Natural language processing is an extremely prolific research field. The rise of deep learning witnessed the apparition of distinct architectures. The efficiency of such architecture is crucial. Slow or under-optimized implementations might constraint the parameter size or the research of hyperparameters. Therefore, the popularity of architectures is, to some extend, bounded by the efficiency of their implementation. For example, transformers mainly depend on attention and matrix multiplication which can be performed extremely fast on GPUs or TPUs. Nonetheless, other less efficient architectures might be worth exploring. The latter might be more intelligible or exhibit some specific properties.

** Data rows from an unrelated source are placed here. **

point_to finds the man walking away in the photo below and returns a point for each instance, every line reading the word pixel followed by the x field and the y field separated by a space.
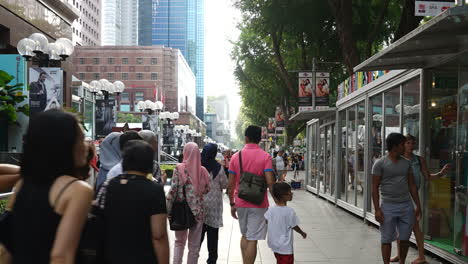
pixel 396 214
pixel 251 216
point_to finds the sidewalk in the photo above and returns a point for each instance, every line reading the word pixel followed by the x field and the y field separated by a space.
pixel 333 236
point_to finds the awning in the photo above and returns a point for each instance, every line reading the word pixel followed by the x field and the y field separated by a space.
pixel 439 40
pixel 313 114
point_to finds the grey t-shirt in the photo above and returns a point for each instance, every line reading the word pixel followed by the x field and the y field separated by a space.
pixel 394 179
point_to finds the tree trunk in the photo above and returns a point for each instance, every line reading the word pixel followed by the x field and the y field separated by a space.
pixel 408 20
pixel 342 10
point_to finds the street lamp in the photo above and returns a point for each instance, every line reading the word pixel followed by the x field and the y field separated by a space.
pixel 37 46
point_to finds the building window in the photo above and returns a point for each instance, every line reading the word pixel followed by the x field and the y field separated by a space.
pixel 125 107
pixel 139 96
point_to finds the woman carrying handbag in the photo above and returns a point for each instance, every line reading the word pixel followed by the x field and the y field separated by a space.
pixel 190 182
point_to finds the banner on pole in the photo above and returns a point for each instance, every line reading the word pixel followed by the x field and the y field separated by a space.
pixel 432 7
pixel 45 89
pixel 322 88
pixel 305 89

Tree-structured networks are of special interest for NLP applications. Language is indeed often associated with a recursive structure. PyTorch is really convenient to implement recursive neural networks. Indeed, the computation graph is dynamically computed for each input. As trees might present distinct structures and shapes, this makes it easy to adapt to a variety of inputs. However, it is more difficult to compute a whole batch of distinct trees at one.
What it does
For the hackathon, we implemented tree-structured neural networks in PyTorch. The package, called PyTree, provides highly generic recursive neural networks implementations as well as efficient batching methods. Recursive neural networks are notoriously hard to implement and deploy and although many custom implementations exist, they lack unity. The goal of our implementation is to be as most straightforward as possible: simplify the format of the inputs and outputs and align them with other popular architectures, such as Transformers or LSTM.
How we built it
The package is built in pure PyTorch and is designed to work with the entire PyTorch stack. Dataset, Dataloader, Datacollator, or
nn.Module. As a result, it is compatible with every PyTorch-friendly project. For example, our demonstration uses a
Trainer module from another Open Source library.
Challenges we ran into
We aimed at implementing multiple models with each specific characteristics and architecture specificities. We had to redefine our intermediate variables or functions multiple times in order iteratively to improve the implementation power of generalization.

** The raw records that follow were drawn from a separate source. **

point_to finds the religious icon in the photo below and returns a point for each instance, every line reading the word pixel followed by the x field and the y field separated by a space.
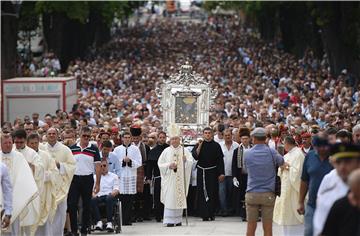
pixel 186 110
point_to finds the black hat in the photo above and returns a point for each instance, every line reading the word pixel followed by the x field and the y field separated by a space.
pixel 135 130
pixel 344 150
pixel 244 131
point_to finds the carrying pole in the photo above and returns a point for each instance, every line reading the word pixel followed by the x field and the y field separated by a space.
pixel 186 216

Accomplishments that we're proud of
We were proud to be able to reproduce some paper results, which validated our implementation.
What we learned
We learned a lot about PyTorch build-in functions and develop our intuition about dimensions in Tensors. Eventually, we also had to deep dive into our implementation to fix some bugs. From our point of view, debugging is one of the main strengths of PyTorch. You just have to use the standard Python debugger in the IDE of your choice and you can execute your code step by step to control every line of code. This feature makes it really convenient to debug.
What's next for PyTree
We like to keep improving the library. In particular, we expect to add other recursive models such as other encoders or decoders. We also aim to extend the number of tutorials and examples, for NLP or other fields.